3. Omdat het niet zeker is of de beroepszaak op korte termijn alsnog kan worden behandeld, de overdrachtstermijn op 21 november 2024 verstrijkt en zowel de minister als de gemachtigde van eiser zich op de zitting niet heeft verzet tegen het toewijzen van de voorlopige voorziening, wijst de voorzieningenrechter de voorlopige voorziening toe. De voorzieningenrechter schorst het bestreden besluit en bepaalt dat verzoeker niet mag worden overgedragen aan Duitsland totdat op het beroep tegen het bestreden besluit is beslist.

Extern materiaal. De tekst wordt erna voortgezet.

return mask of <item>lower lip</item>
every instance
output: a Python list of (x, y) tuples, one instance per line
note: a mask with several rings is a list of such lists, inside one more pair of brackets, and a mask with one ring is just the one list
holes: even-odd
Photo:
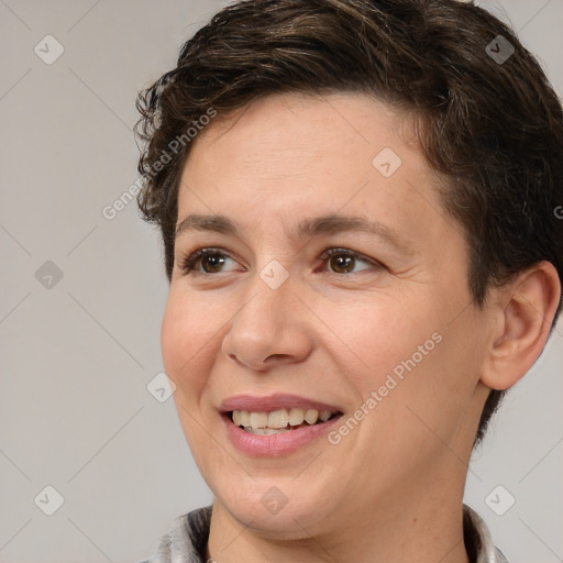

4. De voorzieningenrechter veroordeelt de minister in de door verzoeker gemaakte proceskosten. Deze kosten stelt de voorzieningenrechter op grond van het Besluit proceskosten bestuursrecht voor de door een derde beroepsmatig verleende rechtsbijstand vast op € 1.750,- (1 punt voor het indienen van het verzoekschrift en 1 punt voor het verschijnen ter zitting met een waarde per punt van € 875,- en een wegingsfactor 1).
Deze uitspraak is uitgesproken in het openbaar op 1 oktober 2024 door mr. P.J. Blok, voorzieningenrechter, in aanwezigheid van mr. S.J. Valk, griffier.
Dit proces-verbaal is bekendgemaakt op:
07 oktober 2024

Tegen deze uitspraak staat geen hoger beroep of verzet open.